Splitting a Git repository

First some backstory…

I had a public and a private Subversion repository on my web server, and when I started a new project I’d import it into one of them. This is nice because I get versioning and history, plus I get implicit synchronization between my various development boxen.

It’s not unusual to have one monolithic Subversion repository for many different projects, mainly because setting up a Subversion repository can take a small bit of work, especially if you are serving it from HTTP. However, Git makes it so easy to create new repositories that there is no excuse not to create per-project repositories, not to mention that you should anyway since Git doesn’t support checking out a subdirectory of a repository. You simply can’t use a monolithic Git repository because you have to clone the whole big tree, even if you only plan on working on one subdirectory.

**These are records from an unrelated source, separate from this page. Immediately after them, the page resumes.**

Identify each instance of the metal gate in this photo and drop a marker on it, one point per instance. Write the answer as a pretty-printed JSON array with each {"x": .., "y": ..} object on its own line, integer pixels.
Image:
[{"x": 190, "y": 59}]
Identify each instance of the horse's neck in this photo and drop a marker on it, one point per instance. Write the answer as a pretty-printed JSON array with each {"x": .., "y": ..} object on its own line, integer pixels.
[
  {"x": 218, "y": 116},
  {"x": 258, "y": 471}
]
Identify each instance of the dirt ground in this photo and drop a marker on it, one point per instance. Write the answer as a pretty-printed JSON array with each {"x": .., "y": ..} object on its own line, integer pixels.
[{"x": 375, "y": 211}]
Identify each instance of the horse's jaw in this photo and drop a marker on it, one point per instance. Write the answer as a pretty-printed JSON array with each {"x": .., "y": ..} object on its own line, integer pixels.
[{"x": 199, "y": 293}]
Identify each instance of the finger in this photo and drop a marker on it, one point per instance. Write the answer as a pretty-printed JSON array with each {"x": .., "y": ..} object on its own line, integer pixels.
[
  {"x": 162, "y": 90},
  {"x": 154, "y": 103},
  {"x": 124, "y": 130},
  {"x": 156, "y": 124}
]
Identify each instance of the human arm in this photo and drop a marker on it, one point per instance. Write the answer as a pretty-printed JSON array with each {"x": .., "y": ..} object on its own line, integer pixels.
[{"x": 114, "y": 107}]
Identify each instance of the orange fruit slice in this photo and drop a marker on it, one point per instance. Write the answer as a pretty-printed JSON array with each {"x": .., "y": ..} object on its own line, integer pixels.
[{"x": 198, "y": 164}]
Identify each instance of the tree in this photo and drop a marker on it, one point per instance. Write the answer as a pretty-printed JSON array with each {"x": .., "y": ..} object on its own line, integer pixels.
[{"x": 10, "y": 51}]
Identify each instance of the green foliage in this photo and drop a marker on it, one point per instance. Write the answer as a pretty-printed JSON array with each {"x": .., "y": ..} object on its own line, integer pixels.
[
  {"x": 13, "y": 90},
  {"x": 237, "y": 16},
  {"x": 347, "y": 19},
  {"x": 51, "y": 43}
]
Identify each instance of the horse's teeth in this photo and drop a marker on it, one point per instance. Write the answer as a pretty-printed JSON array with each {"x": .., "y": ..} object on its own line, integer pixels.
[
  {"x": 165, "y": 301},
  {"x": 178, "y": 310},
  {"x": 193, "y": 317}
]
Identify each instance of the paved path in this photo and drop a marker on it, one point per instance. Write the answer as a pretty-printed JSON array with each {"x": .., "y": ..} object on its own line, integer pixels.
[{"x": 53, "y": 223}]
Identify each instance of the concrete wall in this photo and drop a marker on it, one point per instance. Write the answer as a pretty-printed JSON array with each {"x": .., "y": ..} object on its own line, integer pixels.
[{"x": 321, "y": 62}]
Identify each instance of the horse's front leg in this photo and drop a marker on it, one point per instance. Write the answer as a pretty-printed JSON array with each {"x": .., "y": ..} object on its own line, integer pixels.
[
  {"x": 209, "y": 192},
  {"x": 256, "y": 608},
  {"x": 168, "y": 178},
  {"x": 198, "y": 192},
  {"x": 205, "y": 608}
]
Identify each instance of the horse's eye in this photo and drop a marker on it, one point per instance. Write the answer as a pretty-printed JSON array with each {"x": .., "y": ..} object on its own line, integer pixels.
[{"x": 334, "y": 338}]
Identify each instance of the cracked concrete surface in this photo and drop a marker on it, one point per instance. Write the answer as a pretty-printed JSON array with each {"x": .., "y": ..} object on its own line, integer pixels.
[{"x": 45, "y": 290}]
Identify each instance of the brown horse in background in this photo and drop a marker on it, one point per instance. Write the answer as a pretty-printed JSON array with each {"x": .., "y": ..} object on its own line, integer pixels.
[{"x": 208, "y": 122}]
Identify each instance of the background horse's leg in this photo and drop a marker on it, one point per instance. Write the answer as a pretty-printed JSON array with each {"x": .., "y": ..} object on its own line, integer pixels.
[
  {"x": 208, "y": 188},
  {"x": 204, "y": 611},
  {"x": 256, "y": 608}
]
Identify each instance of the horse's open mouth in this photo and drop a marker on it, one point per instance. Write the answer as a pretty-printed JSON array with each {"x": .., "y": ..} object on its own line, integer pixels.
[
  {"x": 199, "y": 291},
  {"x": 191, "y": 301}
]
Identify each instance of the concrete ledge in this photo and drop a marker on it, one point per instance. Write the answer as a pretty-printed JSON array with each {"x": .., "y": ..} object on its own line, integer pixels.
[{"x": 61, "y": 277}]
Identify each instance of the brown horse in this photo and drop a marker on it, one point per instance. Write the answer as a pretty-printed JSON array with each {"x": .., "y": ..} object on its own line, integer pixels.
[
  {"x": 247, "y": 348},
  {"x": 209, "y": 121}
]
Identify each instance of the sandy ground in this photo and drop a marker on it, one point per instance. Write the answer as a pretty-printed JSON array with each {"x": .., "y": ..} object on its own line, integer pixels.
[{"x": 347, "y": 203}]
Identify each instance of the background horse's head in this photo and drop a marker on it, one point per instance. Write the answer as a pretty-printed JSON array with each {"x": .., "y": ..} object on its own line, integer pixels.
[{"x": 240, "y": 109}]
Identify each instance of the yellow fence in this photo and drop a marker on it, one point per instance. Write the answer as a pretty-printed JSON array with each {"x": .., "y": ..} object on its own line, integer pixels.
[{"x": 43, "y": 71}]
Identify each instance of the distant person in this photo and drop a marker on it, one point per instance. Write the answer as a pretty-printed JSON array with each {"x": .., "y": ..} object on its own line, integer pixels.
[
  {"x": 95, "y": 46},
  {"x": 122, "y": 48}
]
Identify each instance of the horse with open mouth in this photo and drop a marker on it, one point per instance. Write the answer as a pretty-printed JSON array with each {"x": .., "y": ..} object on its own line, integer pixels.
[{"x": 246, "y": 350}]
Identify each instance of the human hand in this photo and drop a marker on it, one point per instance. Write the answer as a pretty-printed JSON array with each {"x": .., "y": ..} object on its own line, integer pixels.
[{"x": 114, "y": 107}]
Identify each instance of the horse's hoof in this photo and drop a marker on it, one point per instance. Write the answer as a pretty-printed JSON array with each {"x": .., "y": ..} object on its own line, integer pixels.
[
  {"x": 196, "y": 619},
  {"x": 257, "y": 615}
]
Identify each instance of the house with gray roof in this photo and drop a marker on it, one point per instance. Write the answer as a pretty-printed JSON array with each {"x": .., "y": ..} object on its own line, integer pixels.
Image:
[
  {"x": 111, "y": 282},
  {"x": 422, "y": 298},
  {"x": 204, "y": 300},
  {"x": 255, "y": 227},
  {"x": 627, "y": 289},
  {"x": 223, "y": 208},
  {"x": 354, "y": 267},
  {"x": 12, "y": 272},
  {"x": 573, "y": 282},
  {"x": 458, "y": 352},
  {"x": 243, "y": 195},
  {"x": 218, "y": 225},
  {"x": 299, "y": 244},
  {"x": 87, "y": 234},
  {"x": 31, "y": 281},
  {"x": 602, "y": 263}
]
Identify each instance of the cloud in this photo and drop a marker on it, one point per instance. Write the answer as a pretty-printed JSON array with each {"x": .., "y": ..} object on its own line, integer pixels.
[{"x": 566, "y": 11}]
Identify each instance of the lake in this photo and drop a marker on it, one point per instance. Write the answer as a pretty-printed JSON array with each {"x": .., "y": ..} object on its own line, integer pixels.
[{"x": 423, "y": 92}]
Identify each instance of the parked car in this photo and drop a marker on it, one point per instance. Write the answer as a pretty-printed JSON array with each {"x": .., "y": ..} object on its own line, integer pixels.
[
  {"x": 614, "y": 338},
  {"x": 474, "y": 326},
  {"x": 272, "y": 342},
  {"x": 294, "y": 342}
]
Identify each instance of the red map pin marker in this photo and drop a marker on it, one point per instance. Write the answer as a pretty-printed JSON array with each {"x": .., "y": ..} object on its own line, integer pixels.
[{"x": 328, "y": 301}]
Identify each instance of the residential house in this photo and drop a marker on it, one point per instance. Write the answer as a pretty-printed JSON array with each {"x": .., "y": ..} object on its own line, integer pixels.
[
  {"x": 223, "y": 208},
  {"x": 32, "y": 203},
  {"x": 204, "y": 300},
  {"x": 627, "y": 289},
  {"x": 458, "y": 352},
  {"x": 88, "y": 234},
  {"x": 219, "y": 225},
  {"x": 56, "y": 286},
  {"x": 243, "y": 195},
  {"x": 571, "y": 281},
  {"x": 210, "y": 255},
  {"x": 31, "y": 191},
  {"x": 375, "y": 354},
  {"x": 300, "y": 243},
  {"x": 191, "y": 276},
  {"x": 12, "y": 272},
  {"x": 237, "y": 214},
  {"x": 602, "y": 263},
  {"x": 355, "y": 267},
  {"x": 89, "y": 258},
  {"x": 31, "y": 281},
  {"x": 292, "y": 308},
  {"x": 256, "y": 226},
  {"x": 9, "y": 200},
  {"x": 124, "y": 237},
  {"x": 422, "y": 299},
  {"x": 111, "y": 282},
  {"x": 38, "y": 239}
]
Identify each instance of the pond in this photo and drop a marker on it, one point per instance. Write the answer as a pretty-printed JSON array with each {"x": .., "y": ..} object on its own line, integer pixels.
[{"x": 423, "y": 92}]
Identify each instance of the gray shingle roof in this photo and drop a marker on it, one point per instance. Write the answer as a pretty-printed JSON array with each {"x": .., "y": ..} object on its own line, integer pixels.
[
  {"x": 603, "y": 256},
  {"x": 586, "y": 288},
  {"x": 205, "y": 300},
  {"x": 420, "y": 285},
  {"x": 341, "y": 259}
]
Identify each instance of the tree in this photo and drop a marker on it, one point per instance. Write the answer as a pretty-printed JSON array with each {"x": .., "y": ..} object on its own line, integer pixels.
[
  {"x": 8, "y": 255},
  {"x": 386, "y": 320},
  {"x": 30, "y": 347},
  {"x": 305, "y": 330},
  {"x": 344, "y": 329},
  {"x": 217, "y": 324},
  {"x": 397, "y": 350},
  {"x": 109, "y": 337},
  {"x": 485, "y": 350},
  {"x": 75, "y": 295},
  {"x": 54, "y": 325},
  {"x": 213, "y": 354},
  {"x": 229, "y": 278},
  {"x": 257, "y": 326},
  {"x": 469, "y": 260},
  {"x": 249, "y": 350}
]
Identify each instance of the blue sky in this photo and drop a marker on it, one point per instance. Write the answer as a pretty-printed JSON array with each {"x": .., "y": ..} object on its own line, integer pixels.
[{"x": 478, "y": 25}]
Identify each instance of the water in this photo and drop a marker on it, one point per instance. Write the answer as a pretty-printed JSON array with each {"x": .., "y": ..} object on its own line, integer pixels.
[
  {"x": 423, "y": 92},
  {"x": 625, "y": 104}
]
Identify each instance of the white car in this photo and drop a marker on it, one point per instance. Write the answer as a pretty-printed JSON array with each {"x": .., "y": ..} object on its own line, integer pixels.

Since Git is so much more awesome, I plan on converting my Subversion repositories over. But what do I do with the multi-project ones? There’s no built-in mechanism for pulling out just one directory, with history, into a new repository. So I wrote one.

The usage is git-pluck src-repo dest-repo path/to/directory. The script copies the repository at src-repo to a new directory, dest-repo, and then does its magic. It rewrites all of the commits so that all of the files in path/to/directory are moved into the root of the repository, and everything else is deleted. Commits that do not introduce changes to that directory are removed from the history, potentially including the first commit to the repository. Finally, the reflogs and backups are removed and the repository is compacted, leaving you with a small, single-project repository.

This script was written and tested using Git 1.5.6.5. Feedback is welcome!

3 Replies to “Splitting a Git repository”

  1. If you look at the script, you will see that it is a bash script that uses git-filter-branch, among other things. It uses index-filter and commit-filter, for the following reasons:

    1. For each commit, tree-filter causes a checkout of that commit. Then your filter is run, and finally the commit is recreated using the state of the working tree. index-filter operates directly against the commit’s index as stored by git, and does not require a checkout. This means that index-filter is substantially faster.

    2. prune-empty was added sometime on or after Git 1.6.0. I use a commit-filter that does exactly the same thing as prune-empty.

  2. You might also be interested in Avery Pennarum’s git-subtree (git://github.com/apenwarr/git-subtree.git), which designed for a similar workflow and is a potential future addition to git or git/contrib. It works pretty excellently in my experience.

Comments are closed.